The technology will be beneficial for the grape industry in addition to producers of dairy products. State Sen. Mike Nozzolio of Seneca County says the new machine allows the station to “conduct transformational research, instruction and outreach that will revolutionize the food processing industry.”

Cornell President Elizabeth Garrett says the machine will enable researchers to “open new frontiers for food safety.”

Russian Pleads Guilty in U.S. To Selling Hacked Credit Cards 

CAMDEN, N.J. (AP) – A Russian man has pleaded guilty in New Jersey to selling some of the 160 million credit and debit card numbers obtained in a computer hacking scheme.

Moscow resident Dmitriy Smilianets entered his plea Wednesday in U.S. District Court in Camden. The 32-year-old faces up to 30 years in prison plus millions in fines when he is sentenced Jan. 13.

U.S. Attorney Paul Fishman said in 2013 that the case is the largest hacking scheme prosecuted in the U.S.

Another Russian national pleaded guilty Tuesday. Two other Russian nationals and a Ukrainian are charged in the case. Two remain at large.

Princeton-based Heartland Payment Systems Inc. was one of the main corporate targets of the scheme.

The information was sold and used to create magnetic strips for counterfeit credit cards.

Council Bill Would Require Defibrillators at Ballfields 

NEW YORK (AP) – The New York City Council is set to introduce legislation that would require defibrillators at all city baseball and Little League fields.
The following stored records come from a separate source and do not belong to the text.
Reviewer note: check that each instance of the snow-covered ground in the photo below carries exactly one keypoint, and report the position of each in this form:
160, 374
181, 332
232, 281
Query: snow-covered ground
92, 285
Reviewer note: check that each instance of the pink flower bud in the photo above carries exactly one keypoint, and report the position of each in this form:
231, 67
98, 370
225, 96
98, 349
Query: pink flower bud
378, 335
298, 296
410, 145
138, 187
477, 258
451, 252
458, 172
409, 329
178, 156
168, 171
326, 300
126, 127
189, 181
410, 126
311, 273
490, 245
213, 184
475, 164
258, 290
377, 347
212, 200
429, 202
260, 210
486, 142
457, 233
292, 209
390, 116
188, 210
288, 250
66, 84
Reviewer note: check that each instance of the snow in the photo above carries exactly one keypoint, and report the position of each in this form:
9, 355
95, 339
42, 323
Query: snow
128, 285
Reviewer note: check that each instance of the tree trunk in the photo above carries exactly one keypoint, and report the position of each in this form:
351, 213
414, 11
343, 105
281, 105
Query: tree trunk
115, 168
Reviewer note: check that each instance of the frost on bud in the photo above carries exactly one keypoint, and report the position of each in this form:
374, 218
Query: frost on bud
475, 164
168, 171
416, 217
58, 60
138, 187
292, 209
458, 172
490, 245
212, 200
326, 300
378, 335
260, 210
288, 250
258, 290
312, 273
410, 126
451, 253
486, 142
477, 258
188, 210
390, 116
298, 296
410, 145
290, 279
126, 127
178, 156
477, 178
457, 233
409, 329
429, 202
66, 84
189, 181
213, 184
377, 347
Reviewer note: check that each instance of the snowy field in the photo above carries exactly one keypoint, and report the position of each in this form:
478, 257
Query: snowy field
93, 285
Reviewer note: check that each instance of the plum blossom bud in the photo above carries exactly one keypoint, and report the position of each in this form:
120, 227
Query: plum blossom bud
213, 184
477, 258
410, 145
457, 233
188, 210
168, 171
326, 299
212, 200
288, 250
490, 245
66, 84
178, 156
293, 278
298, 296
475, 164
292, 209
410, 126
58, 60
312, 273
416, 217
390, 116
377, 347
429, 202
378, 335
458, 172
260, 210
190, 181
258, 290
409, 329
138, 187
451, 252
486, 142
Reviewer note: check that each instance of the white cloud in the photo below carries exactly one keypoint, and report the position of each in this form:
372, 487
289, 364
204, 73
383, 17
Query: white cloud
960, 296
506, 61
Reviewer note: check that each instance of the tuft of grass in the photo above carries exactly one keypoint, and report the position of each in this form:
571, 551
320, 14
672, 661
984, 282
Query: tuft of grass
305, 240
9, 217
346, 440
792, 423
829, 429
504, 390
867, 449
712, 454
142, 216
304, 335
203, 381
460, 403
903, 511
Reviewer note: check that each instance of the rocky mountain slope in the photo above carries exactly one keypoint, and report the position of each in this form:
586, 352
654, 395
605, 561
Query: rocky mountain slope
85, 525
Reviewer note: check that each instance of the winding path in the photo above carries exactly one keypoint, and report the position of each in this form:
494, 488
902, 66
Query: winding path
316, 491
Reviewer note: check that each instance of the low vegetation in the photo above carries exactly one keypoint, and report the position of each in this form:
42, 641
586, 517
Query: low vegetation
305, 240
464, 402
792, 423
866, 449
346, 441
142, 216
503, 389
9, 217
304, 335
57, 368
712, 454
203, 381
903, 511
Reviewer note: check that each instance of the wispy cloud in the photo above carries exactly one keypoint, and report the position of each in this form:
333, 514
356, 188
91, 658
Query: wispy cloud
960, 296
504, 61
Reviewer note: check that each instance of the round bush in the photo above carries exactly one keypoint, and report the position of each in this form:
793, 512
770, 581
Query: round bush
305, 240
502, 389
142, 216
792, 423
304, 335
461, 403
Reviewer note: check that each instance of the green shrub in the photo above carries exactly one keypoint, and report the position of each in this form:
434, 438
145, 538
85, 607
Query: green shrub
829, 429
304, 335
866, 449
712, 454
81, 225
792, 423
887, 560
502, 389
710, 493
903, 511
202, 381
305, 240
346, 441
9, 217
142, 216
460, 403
The bill mandates that defibrillators, which re-establish normal heart function with an electric shock, be ready before the start of the next spring’s baseball season.

Officials said the legislation will be introduced on Thursday and a vote will be scheduled in the coming weeks.

City Council Speaker Melissa Mark-Viverito and Council Minority Leader Steven Matteo support the measure.

The Staten Island Heart Society will provide each council member four defibrillators for use in the program.

Officials said the rest would be purchased with city funds.